There comes a tipping point in our lives. A point at which we realize things have to change. Sometimes it is a good revelation. Sometimes it is a hard revelation. Sometimes it is both.
In the past few months, I have slowly had one of these revelations. My wife actually had it before I did. It’s catching on now. We have too much stuff. Our otherwise nice home is overtaken by things. Our kids’ toys. Clothes. And . . . this pains me to admit . . . my books. I am still of the mind that having a lot of books is a good things. Studies have shown that children who grow up surrounded by physical books achieve more. I will never be book free, at least I don’t foresee that right now, but I do need to cut back.
In an effort to help with this, I have been reading more books on minimalism and decluttering.
I knew my wife had picked up Ruth Soukup’s book Living Well, Spending Less before, and she really enjoyed reading it. When I saw that she had released a new book, Unstuffed, I really wanted to check it out. I was not disappointed.
Soukup’s book is like many books on minimalism in that it strives to help us break free of our need to collect and keep more and more things. It is different, however, in that it does not stop there. The subtitle of the book is “Decluttering Your Home, Mind & Soul,” and the book strives to show us how to “unstuff” all three areas of our life.

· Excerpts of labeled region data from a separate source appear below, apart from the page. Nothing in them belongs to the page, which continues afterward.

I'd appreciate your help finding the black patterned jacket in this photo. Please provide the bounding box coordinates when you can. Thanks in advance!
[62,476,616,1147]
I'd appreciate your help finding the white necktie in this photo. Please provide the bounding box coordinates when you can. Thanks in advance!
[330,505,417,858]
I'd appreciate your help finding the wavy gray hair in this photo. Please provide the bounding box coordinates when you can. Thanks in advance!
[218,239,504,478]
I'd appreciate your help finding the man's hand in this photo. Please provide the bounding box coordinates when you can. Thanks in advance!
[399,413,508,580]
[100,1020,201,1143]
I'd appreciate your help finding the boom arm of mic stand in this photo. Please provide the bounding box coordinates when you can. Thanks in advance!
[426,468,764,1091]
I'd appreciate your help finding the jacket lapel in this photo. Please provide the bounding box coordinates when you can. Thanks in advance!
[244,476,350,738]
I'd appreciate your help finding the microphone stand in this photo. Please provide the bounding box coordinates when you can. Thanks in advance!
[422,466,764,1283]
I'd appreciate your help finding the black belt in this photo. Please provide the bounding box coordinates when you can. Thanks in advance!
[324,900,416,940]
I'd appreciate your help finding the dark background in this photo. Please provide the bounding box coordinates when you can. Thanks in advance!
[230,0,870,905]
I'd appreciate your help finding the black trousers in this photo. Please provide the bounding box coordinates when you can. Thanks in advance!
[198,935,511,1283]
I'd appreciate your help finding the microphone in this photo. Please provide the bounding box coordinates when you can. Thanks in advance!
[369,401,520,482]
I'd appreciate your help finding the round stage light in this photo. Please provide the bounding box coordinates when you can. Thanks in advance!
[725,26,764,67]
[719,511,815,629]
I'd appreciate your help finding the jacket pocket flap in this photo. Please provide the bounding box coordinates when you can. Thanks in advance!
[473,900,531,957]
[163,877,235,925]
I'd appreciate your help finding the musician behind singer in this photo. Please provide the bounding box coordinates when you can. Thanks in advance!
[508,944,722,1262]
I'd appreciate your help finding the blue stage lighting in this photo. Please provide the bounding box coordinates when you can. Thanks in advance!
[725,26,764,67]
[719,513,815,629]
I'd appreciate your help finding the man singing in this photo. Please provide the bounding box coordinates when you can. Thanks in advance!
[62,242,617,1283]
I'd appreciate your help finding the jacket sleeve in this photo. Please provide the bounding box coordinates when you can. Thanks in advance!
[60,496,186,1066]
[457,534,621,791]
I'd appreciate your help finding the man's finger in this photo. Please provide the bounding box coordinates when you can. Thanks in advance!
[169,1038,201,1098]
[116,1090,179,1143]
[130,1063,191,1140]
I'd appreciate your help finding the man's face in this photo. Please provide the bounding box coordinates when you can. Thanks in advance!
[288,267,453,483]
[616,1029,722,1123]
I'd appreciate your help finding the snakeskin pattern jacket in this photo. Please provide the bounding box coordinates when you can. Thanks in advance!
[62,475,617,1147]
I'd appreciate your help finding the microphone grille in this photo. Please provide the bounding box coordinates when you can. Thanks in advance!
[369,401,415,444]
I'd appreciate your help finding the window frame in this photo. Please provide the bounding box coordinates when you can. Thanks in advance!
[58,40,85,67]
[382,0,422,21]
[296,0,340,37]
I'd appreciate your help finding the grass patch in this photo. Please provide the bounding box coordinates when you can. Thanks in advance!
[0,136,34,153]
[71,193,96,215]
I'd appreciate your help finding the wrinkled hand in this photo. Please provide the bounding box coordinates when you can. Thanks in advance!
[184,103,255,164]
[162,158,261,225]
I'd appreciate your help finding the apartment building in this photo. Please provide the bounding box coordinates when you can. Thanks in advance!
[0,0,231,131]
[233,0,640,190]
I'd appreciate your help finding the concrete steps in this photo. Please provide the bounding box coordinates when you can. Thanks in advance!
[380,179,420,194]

The first part focuses on the same aspects as many minimalist books: Cleaning up the house. Soukup encourages us to create a vision for what we want to see in our home, and then to do whatever it takes to make that vision a reality. She encourages us to realize that more storage is not the answer, purging is. She also focuses on one aspect that is probably the most difficult for many minimalists, reducing the stuff the kids have and get.
But here is where the book took a nice turn. The next section focuses on decluttering one’s mind. She encourages readers to cut back on what we do by paring back our schedules, by reducing the amount of paperwork we have to wade through, and by learning how to reduce the guilt of getting rid of things that people have given us. This last part is very difficult, as we attach memories to things so that we feel that if we get rid of the stuff, we get rid of the memories that go along with it. Soukup encourages us to realize that the memories will remain long after the things are gone.
The final area Soukup focuses on is unstuffing our soul. She starts by encouraging us to declutter our friendships by focusing our time on developing a few deep friendships as opposed to spreading ourselves very thin in all of our friendships. This is not to say we have no acquaintances and aren’t friendly to everyone, but we cannot have an infinite number of deep friendships. She then moves on to unstuffing our lives to support our wellness. By focusing on sleep, exercise, and taking down time, we can drastically improve our overall wellness of life. Finally, in the last chapter, Soukup focuses on unstuffing spiritually by relying on grace and realizing we are a work in progress. I really liked that last chapter, as many minimalism books seems to come from an “I’ve arrived, so why haven’t you” perspective. Soukup, however, is very clear that she is still growing and has obstacles to overcome, as will we all if we embark on this journey to unstuff.
Perhaps other books on minimalizing have some of these same concepts and I just haven’t read them yet, but this book struck me as very well-rounded.
Throughout the book there are gray boxes with practical tips on how to apply the information in the book itself. The first one, for example, is “five easy decluttering projects that will transform your living space,” and the projects include creating a collection zone, clearing the counters, sweeping the surfaces, pitching the pillows, and managing the media (pp. 17-19). These practical steps are nice, as they take the information from ideas into real-life projects. As my wife and I work on cutting back on stuff, we will go back to these tips often.
The book also provides an address to a site to take the information further, and she mentions an app to download to help spur the process along.
One of the things I liked most was how the author kept tying in the concepts with examples from her own life of how she faced and overcame (or is in the process of overcoming) the very struggles she is writing about. This made the book feel much more personal than some other books and articles I have read on the subject.
I would highly recommend this book to anyone looking to declutter, minimalize, and “unstuff” their lives all around. Unstuffed is a good and encouraging guide in the process.
*Note: I received a complimentary copy of the book from Zondervan publishers through the BookLook Bloggers review program in exchange for my honest review.